When nasal width changes were compared in prepubertal and postpubertal patients, RME had similar effects on the two groups. The lack of any difference between the two groups in relation to puberty was of great interest. Previous studies by Cameron et al.,11 Landsberger,12 Krebs,13 Wertz,14 Skieller,15 Baccetti et al.,16 and Lagravere et al.17 analyzed the skeletal effects of RME. These investigators found that the greatest amount of skeletal expansion at the level of the maxillary transverse dimensions was obtained if the patient was treated before the pubertal growth spurt. The current study showed no difference in soft tissue changes between prepubertal and postpubertal groups. This finding would suggest that the effects that RME exerts on the soft tissue may not be as dependent on maturational status as are the maxillary skeletal effects.
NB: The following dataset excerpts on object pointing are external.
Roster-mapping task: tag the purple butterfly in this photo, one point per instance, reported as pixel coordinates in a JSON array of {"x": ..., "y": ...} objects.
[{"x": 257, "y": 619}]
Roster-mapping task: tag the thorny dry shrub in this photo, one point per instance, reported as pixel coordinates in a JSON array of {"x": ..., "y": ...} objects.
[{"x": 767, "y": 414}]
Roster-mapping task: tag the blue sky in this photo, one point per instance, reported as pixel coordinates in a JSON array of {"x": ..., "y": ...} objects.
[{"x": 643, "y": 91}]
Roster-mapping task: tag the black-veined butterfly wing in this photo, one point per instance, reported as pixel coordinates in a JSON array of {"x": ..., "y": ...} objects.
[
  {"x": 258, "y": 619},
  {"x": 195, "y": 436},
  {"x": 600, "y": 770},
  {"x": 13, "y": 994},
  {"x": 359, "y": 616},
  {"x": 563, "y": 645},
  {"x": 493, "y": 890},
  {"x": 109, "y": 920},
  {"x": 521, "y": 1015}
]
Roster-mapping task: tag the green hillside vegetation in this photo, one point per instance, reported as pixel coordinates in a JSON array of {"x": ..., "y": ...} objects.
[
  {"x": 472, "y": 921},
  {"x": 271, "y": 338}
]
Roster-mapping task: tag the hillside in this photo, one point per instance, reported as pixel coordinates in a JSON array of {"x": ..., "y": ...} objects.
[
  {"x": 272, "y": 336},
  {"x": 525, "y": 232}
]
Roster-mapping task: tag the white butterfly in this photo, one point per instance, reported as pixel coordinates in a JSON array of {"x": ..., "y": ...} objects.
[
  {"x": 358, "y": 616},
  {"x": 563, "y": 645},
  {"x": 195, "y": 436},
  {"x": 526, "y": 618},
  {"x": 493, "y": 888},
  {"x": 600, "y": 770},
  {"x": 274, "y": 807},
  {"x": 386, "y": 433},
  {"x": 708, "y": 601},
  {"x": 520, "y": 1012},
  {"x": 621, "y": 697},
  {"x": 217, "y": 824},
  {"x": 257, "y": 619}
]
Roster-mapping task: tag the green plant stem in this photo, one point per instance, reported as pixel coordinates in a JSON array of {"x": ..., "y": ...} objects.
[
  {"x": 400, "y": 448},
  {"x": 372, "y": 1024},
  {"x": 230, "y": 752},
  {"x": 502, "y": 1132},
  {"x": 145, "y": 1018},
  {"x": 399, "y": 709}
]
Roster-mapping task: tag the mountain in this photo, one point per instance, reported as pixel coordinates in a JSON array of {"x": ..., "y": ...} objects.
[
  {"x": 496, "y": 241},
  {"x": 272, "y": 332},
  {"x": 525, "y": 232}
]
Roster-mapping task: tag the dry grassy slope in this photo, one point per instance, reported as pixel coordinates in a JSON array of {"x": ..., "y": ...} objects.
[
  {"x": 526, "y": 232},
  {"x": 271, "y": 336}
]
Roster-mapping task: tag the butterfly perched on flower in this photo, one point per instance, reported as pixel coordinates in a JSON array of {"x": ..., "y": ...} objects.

It should be noted that Baccetti et al.16 described similar changes in skeletal lateral nasal width for prepubertal and postpubertal patients undergoing RME (range, 1.5–2.2 mm), whereas increases in maxillary skeletal width were significant only in the prepubertal group. Finally, in the present investigation, prepubertal male patients before treatment showed GAC width on average 2.5 mm smaller than that of postpubertal patients, thus indicating the role of the pubertal growth spurt in increasing the transverse size of nasal soft tissues in male adolescents.
CONCLUSIONS
The effects of RME on alar base or greater alar cartilage widths indicated that the actual amount of change was less than 1.5 mm, an increase that is not significant clinically. Prepubertal and postpubertal CVM groups did not react significantly differently to RME, suggesting that maturational status during adolescence plays no role in the effect that RME has on the soft tissue width of the nose.
Comparison of posttreatment nasal width values vs untreated norms showed no differences in soft tissue nasal widths that can be considered of clinical impact (<2 mm).
The effects that RME exerts on the soft tissue may not be as dependent on maturational status as are the maxillary skeletal effects.
Acknowledgments
The authors would like to thank Lauren M. Sigler for her assistance in the CVM aspects of this study. This work was supported in part by funds made available through the Thomas M. and Doris Graber Endowed Professorship at the University of Michigan.